Interesting article from VLW:
By Deborah Elkins
Published: February 8, 2011
By Deborah Elkins
Published: February 8, 2011
On rehearing en banc, the Court of Appeals upholds a trial court’s conclusion that defendant’s statement, “That’s what I want, a lawyer,” was not a request for counsel that should have been honored by police, because the circumstances surrounding the request indicated defendant may have been asking for an attorney to represent him in court, not to represent him during custodial interrogation.
We hold defendant’s statement was ambiguous because the circumstances leading up to defendant’s statement made it unclear whether he had requested the presence of an attorney during custodial interrogation, or whether he had simply expressed his desire to have an attorney appointed to represent him at trial.
Because of this ambiguity, we conclude the police were permitted to ask defendant limited questions solely for the purpose of clarifying the statement. We hold that police did not violate defendant’s right to counsel under Miranda, and therefore affirm his conviction for robbery, conspiracy, malicious bodily injury, murder and use of a firearm.
Defendant’s statement requesting counsel was certainly unequivocal in content; however, equivocation and ambiguity are two distinct concepts that each warrant our review. Unlike equivocation, ambiguity arises from the circumstances leading up to the statement, along with the statement itself, rather than the words of the statement alone. Here, we must evaluate whether the circumstances could render a suspect’s statement ambiguous, even if the statement’s words are unequivocal.
When we evaluate the specific circumstances of this case, we conclude that the two investigators, as police officers familiar with the circumstances, could reasonably have considered defendant’s request to be ambiguous – that it was just as likely defendant was referring to his desire to have an attorney appointed to represent him before the court as it was that he was requesting an attorney to be present before further questioning.
During his first interrogation, defendant never expressed a desire to have an attorney present during the interrogation. Therefore it was reasonable for the investigators to infer that they had built a rapport with defendant and that he was willing to speak with them without an attorney present. The investigators did not instigate their second meeting with defendant; rather, defendant specifically asked to speak to one of the investigators. Defendant expressed an interest in being released so he could see his young son.
The investigator later had defendant brought over to the police station to talk with him and the other investigator. At that time, both investigators understood that defendant had been transferred for advisement and that once defendant made an appearance in court – whenever that might be – the court would appoint him an attorney.
Since defendant had not previously requested the presence of counsel, and since he had instigated the second meeting, the investigators could have reasonably wondered whether defendant wanted a lawyer present before he talked to them, or whether he wanted a lawyer to aid him with adversarial judicial proceedings. Under the facts of this case, we hold the investigators could have reasonably viewed defendant’s statement as ambiguous, and thus they were permitted to ask defendant clarifying questions when he made that objectively ambiguous statement.

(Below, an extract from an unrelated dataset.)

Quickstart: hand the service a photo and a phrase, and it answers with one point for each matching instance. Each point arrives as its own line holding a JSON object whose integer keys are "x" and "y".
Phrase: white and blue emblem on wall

Denial of motion to suppress and convictions affirmed.
Dissent
Elder, J., joined by Felton, C.J.; Frank & Alston, JJ.: I agree generally with the majority’s analysis of the applicable legal principles as far as they go, but I believe the majority overlooks some of the undisputed facts in the record and also fails to apply an important legal principle to those facts. The majority concludes the investigators “merely clarified” defendant’s ambiguous statement, which was both the legally allowable and legally prudent response to that statement. Although it may have been prudent for the detectives to continue questioning defendant if they hoped to elicit an incriminating confession from an unrepresented defendant, I would hold their doing so was not in fact legally allowable.
Defendant’s statement, “That’s what I want, a lawyer, man,” was not remotely ambiguous, either in the abstract or in the context in which it was uttered in this case. To the contrary, it constituted an unequivocal invocation of defendant’s Fifth Amendment right to have counsel present during the custodial interrogation defendant was about to undergo. The investigators were required to cease their interrogation of defendant immediately, and the confession they elicited during the uncounseled interrogation that followed violated defendant’s Fifth Amendment rights.
I respectfully dissent from the majority’s decision affirming admission of defendant’s uncounseled confession.
Stevens v. Commonwealth (Petty, J.) No. 0266-09-3, Feb. 1, 2011; Pittsylvania County Cir.Ct. (Strauss) Larry Gott for appellant; Josephine F. Whalen, AAG II, for appellee. VLW 011-7-031, 22 pp.